Ну, с этим я бы поспорила, конечно. Мои перерождения он никогда не видел.
— Ичирью?
— Тоже знает, он же папа, — пожала плечами Рин. — Он только сказал, что мне будет тяжело, когда я ему призналась. Мне было лет пятнадцать, я тогда не поняла. Подумала, что он про то, что открыться братьям тяжело.
Засыпала Рин уставшей, нервной и излишне бледной. Юнь, чувствуя её настроение, пробрался девушке под бок и изображал из себя большую плюшевую игрушку. Умная птица, ничего не могу сказать.
Тяжёлого вздоха удержать не удалось. Рин несколько раз заверяла меня, что я не в её вкусе, и мне не стоит беспокоиться за собственную честь и невинность. На мои слова о том, что у неё вряд ли получится меня обесчестить, гурманша только закатывала глаза.
Упоительно пахло лимонами — Айша всегда мыла пол и столы исключительно лимонной водой. Свежий, сочный запах будоражил воображение и вкусовые рецепторы, прогоняя сам намёк на сон. Как у Рин вышло уснуть в этом аромате? Загадка.
Я проверила кастрюлю с полувековым супом. Ещё в первой жизни меня перестали удивлять огромная утварь для готовки, поэтому кастрюля на четыреста литров не воспринималась чем-то необычным. Готовить только неудобно было: приходилось вставать на табурет, чтобы видеть, что происходит с блюдом.
Подтащив табурет к плите, я залезла на него и заглянула в кастрюлю. Суп был в порядке, мерно булькая под толстой прозрачной крышкой. Если готовить без какого-либо укрытия, то вода выкипала, и в итоге получался не суп, а рагу или подливка. Поэтому Сетсуно всегда по мере готовки добавляла дистиллированную воду, а я решила жидкость просто не терять.
Четырёхсот литров, конечно, было мало для охотников, поэтому наверху я держала только кастрюлю для дегустаторов и обычных посетителей. Нормальная посудина с уже готовым вековым супом стояла у меня в морозилочке, готовая поделиться своим содержимым. Вот только охотники не шли. Хорошо ещё, что готовый Вековой суп мог стоять очень, очень долго.
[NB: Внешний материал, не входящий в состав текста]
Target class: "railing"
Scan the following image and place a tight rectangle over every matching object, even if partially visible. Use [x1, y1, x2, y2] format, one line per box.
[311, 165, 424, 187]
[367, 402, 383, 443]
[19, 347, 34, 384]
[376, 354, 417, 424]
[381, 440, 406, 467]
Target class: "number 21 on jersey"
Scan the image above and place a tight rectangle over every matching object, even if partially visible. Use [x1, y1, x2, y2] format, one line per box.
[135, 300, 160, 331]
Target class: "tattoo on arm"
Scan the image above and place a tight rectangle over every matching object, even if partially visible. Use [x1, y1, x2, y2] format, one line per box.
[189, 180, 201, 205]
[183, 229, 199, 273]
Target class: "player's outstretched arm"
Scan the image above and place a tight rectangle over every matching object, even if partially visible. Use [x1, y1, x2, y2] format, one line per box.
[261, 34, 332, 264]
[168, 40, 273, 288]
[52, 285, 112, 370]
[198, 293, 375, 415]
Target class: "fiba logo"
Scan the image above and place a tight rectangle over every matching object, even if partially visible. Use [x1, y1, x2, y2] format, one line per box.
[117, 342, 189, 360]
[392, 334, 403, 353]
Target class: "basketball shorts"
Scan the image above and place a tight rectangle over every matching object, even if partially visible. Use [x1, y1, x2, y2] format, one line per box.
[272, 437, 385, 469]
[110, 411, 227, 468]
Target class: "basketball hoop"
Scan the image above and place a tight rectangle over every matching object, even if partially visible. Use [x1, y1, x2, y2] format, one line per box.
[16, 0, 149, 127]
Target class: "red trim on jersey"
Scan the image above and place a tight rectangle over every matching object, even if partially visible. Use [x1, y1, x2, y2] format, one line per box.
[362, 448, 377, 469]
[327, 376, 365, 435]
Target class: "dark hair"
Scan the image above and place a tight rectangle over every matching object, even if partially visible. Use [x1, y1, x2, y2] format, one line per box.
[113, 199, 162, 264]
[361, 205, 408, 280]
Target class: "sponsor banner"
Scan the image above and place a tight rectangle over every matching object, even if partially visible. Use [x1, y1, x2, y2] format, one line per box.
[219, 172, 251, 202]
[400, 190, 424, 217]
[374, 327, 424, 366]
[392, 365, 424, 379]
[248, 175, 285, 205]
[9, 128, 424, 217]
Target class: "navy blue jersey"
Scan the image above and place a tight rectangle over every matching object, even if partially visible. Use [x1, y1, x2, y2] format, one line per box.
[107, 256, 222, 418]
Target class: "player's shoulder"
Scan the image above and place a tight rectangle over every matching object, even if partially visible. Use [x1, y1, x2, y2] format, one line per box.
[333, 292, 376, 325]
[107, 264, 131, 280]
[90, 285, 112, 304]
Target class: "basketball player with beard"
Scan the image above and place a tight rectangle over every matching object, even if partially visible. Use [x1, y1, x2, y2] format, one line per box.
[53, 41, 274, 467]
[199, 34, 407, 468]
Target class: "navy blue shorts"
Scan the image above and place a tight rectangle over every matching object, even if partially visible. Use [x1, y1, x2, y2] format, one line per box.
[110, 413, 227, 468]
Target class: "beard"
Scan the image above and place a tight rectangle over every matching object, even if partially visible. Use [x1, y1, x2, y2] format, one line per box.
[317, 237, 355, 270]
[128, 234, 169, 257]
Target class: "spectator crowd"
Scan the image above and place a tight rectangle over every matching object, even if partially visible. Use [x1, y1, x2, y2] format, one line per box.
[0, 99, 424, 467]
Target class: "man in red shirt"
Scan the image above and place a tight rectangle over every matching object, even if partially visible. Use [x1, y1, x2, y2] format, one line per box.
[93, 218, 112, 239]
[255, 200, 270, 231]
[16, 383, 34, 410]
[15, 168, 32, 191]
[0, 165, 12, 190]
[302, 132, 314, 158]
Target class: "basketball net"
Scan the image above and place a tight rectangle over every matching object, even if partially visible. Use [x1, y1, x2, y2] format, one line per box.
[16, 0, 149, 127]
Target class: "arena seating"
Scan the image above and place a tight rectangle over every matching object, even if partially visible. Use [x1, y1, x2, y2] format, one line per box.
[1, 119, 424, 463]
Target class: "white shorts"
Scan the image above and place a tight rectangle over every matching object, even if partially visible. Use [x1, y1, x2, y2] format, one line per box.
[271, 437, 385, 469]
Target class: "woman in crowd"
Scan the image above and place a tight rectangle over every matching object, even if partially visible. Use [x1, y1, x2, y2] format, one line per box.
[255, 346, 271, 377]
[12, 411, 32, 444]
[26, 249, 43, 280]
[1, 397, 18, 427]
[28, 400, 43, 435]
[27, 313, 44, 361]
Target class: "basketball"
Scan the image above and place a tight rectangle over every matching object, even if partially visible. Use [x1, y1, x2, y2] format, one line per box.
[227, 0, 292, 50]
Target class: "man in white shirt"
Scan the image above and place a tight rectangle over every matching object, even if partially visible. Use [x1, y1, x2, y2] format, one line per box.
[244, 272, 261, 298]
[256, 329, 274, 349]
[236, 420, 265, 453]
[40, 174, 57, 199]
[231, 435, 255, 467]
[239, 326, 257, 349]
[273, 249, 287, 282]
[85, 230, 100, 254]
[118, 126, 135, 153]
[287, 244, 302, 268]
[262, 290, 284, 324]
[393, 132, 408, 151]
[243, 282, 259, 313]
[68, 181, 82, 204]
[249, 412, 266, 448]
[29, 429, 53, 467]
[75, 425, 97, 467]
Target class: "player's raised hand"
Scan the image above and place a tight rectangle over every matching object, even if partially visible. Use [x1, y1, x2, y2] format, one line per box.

Я открыла холодильник и пересмотрела имеющиеся у меня ингредиенты. Их было много, но все они отличались простотой, что неизменно меня огорчало. И как тут творить?.. да, я сама не один раз говорила, что даже самые простые ингредиенты могут стать потрясающим блюдом, однако мне всё ещё хотелось чего-то «этакого». Жизни с охотниками приучили меня к деликатесам, а недавняя демонстрация моих способностей с ингредиентами из хранилища МОГ только раззадорили внутренний аппетит.
Хотя, может, я просто голодная.
Бутерброд с лососвином и нежнейшим крекеросыром немного примирили меня с действительностью. Подумав, я вытащила из холодильника прохладные сырные макароны, шоколадные томаты, острый огненный перчик и голубоватые листья голубичного салата. Есть действительно хотелось.
Ещё не успев приступить к нормальному ночному объеданию, я увидела в окне фигуру Торико. Охотник, заметив моё внимание, приветственно мне помахал и указал пальцем на небо. Это значило, что он будет на заднем дворе.
Я кивнула. Торико наверняка заметил или почувствовал Рин, раз не решился стучаться в сам ресторан.
Все продукты я переложила в большой противень, — корзинки для ночного пикника у меня под рукой не было, — и со смешком добавила к ним огромный окорок лососвина. Торико вся эта снедь — на небольшой перекус.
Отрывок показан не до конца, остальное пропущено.